Diário crônico XIV – O destino de uma crônica
Trabalhando
com alunos de literatura sobre o texto “O jornal e suas metamorfoses”, do livro
Histórias de cronópios e de famas, de
Julio Cortázar, me lembrei de um episódio que me marcou no início da minha
colaboração como escritor nos periódicos da minha cidade.
Corria
o ano de mil novecentos e antigamente. Eu trabalhava com meu pai na marcenaria
dele. Era o responsável pela pintura dos móveis, além de ajudá-lo na montagem.
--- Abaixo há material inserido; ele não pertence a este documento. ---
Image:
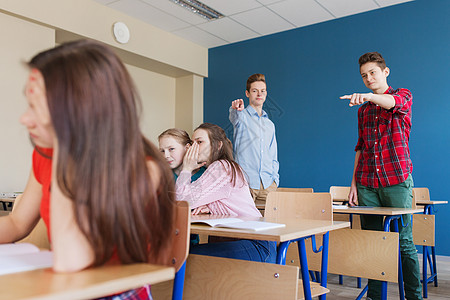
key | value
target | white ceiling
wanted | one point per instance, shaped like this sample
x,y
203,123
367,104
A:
x,y
244,19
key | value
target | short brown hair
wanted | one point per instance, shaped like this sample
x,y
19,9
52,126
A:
x,y
224,154
372,57
254,78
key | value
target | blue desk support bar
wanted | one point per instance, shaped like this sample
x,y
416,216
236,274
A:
x,y
281,260
387,226
427,258
178,283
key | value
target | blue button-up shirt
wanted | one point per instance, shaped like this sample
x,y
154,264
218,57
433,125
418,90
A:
x,y
255,146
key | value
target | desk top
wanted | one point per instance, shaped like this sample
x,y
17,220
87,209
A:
x,y
87,284
425,202
384,211
7,199
294,229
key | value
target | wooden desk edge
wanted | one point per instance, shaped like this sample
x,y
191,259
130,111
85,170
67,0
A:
x,y
87,284
278,235
425,202
373,211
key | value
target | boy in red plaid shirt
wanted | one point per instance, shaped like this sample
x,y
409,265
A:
x,y
383,167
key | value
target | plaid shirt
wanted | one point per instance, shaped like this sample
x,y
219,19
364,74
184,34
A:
x,y
383,141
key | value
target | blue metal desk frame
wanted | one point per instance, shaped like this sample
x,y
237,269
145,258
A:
x,y
427,258
281,260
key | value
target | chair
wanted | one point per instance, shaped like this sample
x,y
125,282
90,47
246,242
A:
x,y
178,256
286,205
424,235
218,278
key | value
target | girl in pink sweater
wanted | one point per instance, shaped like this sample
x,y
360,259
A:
x,y
221,190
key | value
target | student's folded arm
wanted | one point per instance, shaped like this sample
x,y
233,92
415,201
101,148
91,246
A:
x,y
275,163
210,187
25,215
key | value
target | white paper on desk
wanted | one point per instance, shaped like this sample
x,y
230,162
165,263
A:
x,y
252,225
22,260
18,248
339,206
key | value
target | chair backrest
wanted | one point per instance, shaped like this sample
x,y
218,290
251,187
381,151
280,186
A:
x,y
421,194
181,240
300,190
339,193
288,205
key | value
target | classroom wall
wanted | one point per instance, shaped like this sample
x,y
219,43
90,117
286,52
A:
x,y
307,69
152,56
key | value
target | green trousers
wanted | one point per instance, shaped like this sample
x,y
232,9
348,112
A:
x,y
399,195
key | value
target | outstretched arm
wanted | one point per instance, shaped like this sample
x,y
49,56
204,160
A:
x,y
353,194
384,100
236,106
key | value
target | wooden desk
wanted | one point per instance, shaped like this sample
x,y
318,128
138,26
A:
x,y
295,231
87,284
428,206
383,211
390,213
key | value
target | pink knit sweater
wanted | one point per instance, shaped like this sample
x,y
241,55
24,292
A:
x,y
215,190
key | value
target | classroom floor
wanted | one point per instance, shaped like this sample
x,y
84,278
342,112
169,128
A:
x,y
349,291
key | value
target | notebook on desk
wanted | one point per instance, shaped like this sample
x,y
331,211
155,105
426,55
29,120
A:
x,y
22,257
236,223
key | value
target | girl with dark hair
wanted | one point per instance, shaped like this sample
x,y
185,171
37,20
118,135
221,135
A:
x,y
102,189
221,190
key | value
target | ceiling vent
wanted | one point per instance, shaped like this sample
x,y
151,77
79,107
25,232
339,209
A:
x,y
199,8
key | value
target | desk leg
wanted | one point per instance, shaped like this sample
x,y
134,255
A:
x,y
424,271
324,266
281,253
305,271
401,290
433,255
178,283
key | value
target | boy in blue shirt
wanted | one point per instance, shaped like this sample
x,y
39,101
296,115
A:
x,y
255,144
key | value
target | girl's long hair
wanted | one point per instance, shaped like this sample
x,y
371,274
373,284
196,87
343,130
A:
x,y
102,160
222,150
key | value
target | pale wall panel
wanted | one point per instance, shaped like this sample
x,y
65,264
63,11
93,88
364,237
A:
x,y
157,94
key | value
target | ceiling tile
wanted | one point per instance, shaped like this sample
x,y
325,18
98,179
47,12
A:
x,y
391,2
200,37
104,2
230,7
149,14
177,11
263,21
228,30
266,2
341,8
301,13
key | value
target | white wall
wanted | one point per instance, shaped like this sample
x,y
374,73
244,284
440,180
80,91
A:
x,y
157,94
153,58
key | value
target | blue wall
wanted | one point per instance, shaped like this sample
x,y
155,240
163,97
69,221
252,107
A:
x,y
307,69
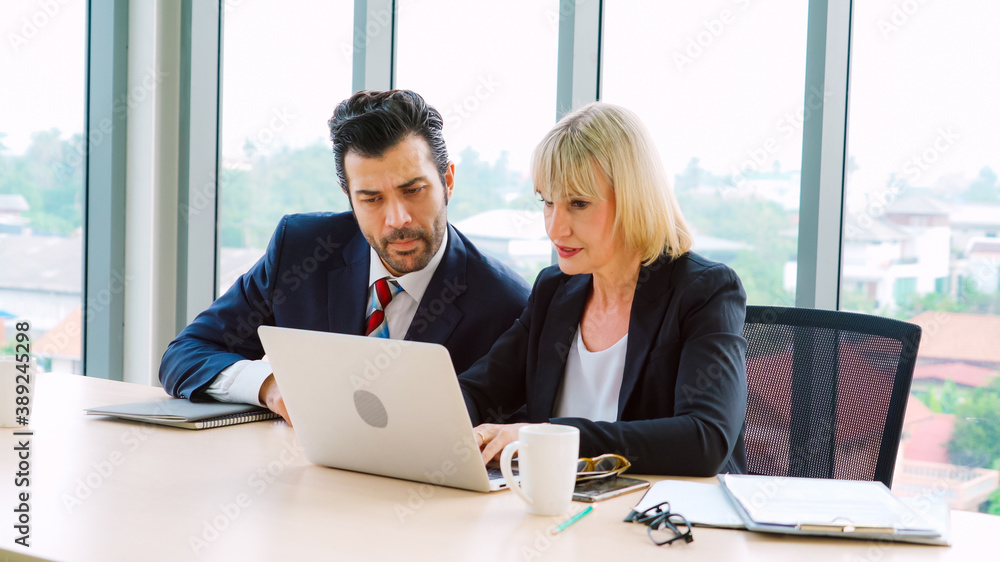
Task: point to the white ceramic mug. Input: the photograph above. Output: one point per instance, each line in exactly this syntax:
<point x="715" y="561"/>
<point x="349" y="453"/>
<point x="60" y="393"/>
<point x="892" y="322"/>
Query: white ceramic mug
<point x="547" y="456"/>
<point x="11" y="377"/>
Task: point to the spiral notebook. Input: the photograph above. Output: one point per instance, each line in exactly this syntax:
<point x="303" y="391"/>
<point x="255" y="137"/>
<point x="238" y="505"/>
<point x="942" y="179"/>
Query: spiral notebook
<point x="180" y="412"/>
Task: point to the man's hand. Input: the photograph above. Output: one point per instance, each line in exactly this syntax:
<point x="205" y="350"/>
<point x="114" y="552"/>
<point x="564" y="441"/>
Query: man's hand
<point x="270" y="396"/>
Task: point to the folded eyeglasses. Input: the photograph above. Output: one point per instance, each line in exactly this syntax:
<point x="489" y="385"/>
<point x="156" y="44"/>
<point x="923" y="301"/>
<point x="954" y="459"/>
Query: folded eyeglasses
<point x="604" y="466"/>
<point x="663" y="526"/>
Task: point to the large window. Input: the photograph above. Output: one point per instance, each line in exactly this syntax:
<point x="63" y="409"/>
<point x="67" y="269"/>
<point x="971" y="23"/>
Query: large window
<point x="720" y="86"/>
<point x="921" y="219"/>
<point x="285" y="67"/>
<point x="42" y="153"/>
<point x="492" y="74"/>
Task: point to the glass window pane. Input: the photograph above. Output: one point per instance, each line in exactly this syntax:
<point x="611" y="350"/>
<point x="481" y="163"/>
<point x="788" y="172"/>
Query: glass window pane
<point x="42" y="154"/>
<point x="491" y="72"/>
<point x="285" y="67"/>
<point x="720" y="85"/>
<point x="921" y="220"/>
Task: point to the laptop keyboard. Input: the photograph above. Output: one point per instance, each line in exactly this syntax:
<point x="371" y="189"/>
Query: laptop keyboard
<point x="494" y="472"/>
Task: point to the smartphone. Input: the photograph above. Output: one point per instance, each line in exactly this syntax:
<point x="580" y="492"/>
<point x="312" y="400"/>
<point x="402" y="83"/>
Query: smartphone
<point x="605" y="488"/>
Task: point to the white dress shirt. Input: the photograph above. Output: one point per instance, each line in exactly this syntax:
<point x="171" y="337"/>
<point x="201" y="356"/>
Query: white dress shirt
<point x="592" y="381"/>
<point x="241" y="381"/>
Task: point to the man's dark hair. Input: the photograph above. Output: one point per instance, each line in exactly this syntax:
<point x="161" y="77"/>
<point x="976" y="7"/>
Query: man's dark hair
<point x="370" y="122"/>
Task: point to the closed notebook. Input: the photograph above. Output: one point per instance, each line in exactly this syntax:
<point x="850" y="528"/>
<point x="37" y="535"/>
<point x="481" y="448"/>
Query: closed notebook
<point x="179" y="412"/>
<point x="833" y="508"/>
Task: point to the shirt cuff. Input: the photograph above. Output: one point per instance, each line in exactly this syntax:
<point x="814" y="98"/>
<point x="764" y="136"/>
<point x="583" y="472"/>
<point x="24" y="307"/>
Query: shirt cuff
<point x="240" y="382"/>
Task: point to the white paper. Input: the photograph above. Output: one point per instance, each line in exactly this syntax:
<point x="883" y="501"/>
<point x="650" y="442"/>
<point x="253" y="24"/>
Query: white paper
<point x="701" y="504"/>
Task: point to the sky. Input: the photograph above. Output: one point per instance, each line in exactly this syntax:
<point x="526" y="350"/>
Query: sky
<point x="721" y="80"/>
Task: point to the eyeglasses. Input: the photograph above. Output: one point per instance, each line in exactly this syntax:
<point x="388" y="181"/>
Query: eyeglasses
<point x="604" y="466"/>
<point x="664" y="527"/>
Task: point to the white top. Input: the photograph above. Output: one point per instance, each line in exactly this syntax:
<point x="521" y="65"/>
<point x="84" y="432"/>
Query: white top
<point x="592" y="381"/>
<point x="241" y="381"/>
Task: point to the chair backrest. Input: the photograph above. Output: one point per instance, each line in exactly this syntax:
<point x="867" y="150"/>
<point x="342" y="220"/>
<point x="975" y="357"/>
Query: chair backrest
<point x="826" y="392"/>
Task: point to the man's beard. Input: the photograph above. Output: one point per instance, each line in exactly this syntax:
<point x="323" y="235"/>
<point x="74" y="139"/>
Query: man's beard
<point x="418" y="258"/>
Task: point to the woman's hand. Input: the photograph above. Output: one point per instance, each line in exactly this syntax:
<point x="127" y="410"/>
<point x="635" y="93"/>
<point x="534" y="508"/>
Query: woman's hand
<point x="494" y="437"/>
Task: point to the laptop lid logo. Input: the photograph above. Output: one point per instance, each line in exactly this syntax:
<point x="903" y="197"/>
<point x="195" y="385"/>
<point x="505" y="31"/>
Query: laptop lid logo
<point x="370" y="409"/>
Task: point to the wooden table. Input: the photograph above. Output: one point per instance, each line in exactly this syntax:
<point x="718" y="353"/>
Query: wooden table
<point x="113" y="490"/>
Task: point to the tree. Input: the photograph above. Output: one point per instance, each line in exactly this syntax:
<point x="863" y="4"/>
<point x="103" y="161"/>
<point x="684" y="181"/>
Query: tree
<point x="49" y="175"/>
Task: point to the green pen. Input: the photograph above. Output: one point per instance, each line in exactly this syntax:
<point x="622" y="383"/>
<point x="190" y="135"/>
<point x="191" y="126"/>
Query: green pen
<point x="572" y="520"/>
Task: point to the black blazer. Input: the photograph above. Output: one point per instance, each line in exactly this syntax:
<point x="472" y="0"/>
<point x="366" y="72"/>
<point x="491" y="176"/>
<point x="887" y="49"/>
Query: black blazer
<point x="683" y="396"/>
<point x="314" y="276"/>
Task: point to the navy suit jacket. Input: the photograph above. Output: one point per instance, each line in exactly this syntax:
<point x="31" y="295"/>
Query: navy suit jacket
<point x="682" y="403"/>
<point x="314" y="276"/>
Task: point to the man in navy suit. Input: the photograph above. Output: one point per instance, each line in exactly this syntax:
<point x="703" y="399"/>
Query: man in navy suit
<point x="393" y="267"/>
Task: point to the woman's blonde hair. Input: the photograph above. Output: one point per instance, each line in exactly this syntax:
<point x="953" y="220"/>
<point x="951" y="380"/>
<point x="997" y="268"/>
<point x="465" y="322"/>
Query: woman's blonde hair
<point x="610" y="140"/>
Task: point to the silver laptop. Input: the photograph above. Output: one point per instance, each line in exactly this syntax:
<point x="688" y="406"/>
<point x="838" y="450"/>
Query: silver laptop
<point x="380" y="406"/>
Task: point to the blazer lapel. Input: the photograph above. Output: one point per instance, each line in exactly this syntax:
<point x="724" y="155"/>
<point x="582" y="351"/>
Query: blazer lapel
<point x="438" y="312"/>
<point x="347" y="288"/>
<point x="652" y="295"/>
<point x="555" y="341"/>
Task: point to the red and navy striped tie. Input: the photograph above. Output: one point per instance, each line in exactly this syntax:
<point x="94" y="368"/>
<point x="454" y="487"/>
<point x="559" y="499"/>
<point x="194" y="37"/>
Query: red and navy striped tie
<point x="385" y="289"/>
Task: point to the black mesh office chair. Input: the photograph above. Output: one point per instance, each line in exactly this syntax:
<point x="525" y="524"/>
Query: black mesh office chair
<point x="826" y="392"/>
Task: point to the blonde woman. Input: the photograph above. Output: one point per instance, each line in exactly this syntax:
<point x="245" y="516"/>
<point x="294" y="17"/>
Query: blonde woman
<point x="633" y="338"/>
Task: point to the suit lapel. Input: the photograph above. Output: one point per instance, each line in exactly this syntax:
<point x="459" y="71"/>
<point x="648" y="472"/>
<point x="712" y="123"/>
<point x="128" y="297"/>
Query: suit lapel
<point x="347" y="288"/>
<point x="652" y="295"/>
<point x="438" y="312"/>
<point x="555" y="341"/>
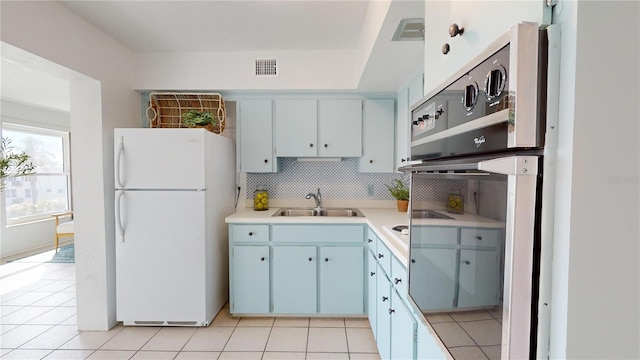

Também nessa época, ainda estudante do ensino médio, comecei a escrever minhas
primeiras crônicas, tentando, ingenuamente, trilhar o caminho de Fernando
Sabino, Paulo Mendes Campos, Rubem Braga e Carlos Drummond de Andrade, quarteto
protagonista das primeiras edições da coleção “Para gostar de ler”, da editora
Ática. Queria ser um cronista profissional como eles, ou seja, ganhar uns
“pila” com meus textos e ver meu nome estampado com letra impressa.
O
primeiro jornal que me acolheu foi o Riovale, pelas mãos do editor Roni
Ferreira Nunes, também escritor, autor do belíssimo O buscador (que tem ecos de Cortázar) e hoje advogado. Mais tarde,
o jornal Gazeta do Sul também me abriu as portas, graças à paixão pela
literatura do editor de cultura e poeta Mauro Ulrich. Desde esse momento, nunca
deixei de colaborar com a Gazeta, sendo que hoje tenho até uma coluna. (Mas
não, não me tornei profissional como desejava ingenuamente ser.)
Um
dia, montando móveis de cozinha em uma casa em reforma, vi no chão a página com
minha crônica, servindo de forro para não sujar o piso. Gotas de tinta sujavam
as palavras que escrevi. Pés pisavam sem dó a ilustração, desfigurando o rosto
da personagem Pascoalina. Juntei o jornal, amassei-o e o joguei no lixo. Pelo
menos não veria mais o meu texto sendo maltratado.
Lembrei-me
então do texto do Antonio Candido que falava do destino da crônica publicada no
jornal, que serviria como embrulho do peixe na feira. Ou então “embrulhar um
molho de acelga”, de acordo com o texto do Cortázar, que se refere ao jornal
como um todo. Um dia, quem sabe, minhas crônicas possam ser publicadas em
livros, assim como o foram as obras do quarteto acima citado.